Policemen standing guard as a mansion is razed in Rechnik on Tuesday. Alexander Natruskin

Rechnik residents appealed to the United States and Germany for asylum on Tuesday after demolition workers resumed razing their luxury homes in western Moscow despite a promise to give them until the weekend to move out.

The workers made people leave their homes despite an agreement between the residents and court marshals to demolish only uninhabited constructions at least until the end of the week, said Anatoly Kucherena, a lawyer and head of the Public Council committee overseeing the work of law enforcement agencies.

"We are outraged by the inhumane actions of the court marshals for banishing people to the street in minus 25 degree cold even though they had an agreement to suspend the demolition of the houses," Kucherena said, Interfax reported.

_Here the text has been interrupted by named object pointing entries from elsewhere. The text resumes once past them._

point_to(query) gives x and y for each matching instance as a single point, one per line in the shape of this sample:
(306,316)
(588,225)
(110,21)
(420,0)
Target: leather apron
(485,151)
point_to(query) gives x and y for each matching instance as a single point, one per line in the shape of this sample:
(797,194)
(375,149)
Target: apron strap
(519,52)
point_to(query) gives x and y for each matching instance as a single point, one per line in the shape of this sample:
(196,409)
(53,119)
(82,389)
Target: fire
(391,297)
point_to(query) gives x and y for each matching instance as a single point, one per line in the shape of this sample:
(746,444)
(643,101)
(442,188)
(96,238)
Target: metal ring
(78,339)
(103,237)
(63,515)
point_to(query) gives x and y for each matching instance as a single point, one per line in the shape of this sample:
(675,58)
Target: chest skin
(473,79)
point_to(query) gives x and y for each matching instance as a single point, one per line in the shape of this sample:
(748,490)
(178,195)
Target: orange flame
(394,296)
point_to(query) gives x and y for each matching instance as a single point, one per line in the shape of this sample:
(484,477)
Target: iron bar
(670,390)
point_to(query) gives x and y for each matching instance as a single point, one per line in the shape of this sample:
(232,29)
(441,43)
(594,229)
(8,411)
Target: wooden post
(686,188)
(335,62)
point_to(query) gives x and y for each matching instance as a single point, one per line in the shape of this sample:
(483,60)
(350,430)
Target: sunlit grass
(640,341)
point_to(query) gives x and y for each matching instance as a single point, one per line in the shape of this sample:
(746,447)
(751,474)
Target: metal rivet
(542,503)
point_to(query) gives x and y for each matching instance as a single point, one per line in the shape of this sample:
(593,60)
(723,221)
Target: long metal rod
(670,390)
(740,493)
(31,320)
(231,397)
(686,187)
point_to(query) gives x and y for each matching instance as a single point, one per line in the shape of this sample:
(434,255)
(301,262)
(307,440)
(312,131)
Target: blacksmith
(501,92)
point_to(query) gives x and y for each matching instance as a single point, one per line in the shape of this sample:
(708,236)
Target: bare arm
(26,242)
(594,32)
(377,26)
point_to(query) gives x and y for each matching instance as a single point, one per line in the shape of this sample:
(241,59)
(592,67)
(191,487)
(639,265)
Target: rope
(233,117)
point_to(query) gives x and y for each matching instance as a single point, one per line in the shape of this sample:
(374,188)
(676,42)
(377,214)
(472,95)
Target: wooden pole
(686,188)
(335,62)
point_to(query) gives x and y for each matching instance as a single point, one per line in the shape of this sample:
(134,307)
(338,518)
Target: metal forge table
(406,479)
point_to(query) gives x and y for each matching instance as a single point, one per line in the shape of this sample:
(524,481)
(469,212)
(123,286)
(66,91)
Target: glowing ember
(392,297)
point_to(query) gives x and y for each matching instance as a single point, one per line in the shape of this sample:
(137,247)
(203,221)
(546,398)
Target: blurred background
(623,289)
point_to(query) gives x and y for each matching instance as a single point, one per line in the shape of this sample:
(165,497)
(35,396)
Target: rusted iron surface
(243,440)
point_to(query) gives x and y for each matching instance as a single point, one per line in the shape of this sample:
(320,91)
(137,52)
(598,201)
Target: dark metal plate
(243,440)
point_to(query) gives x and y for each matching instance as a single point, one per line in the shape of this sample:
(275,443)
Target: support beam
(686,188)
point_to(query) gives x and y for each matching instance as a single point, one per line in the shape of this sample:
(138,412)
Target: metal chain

Court marshals said in a statement Tuesday that they could postpone demolition of some houses if their residents had no other place to live. At least four homes were destroyed Tuesday.

Rechnik residents sent delegations to the U.S. and German embassies to request asylum in those countries, Ekho Moskvy radio reported.

One resident, Alexander Navrotsky, said he and his neighbors were ready to tear up their Russian passports at the U.S. Embassy. "A genocide is going on here," he said of the demolition work, Interfax reported.

Repeated calls to the German and U.S. embassies went unanswered Tuesday.

City authorities started demolishing houses Thursday after several years of bitter conflict with the residents of the Rechnik and Ogorodnik communities, who over the past decade have built homes in a park along the Moscow River, which is an environmentally protected area. The city says the homes were built illegally and gave residents — who reportedly include lawmakers, governors, war veterans and celebrities — one last chance to move out Monday.

Some residents on Tuesday refused to leave their houses or let court marshals enter. One woman complained to Interfax that the house of her husband had been demolished without a court order.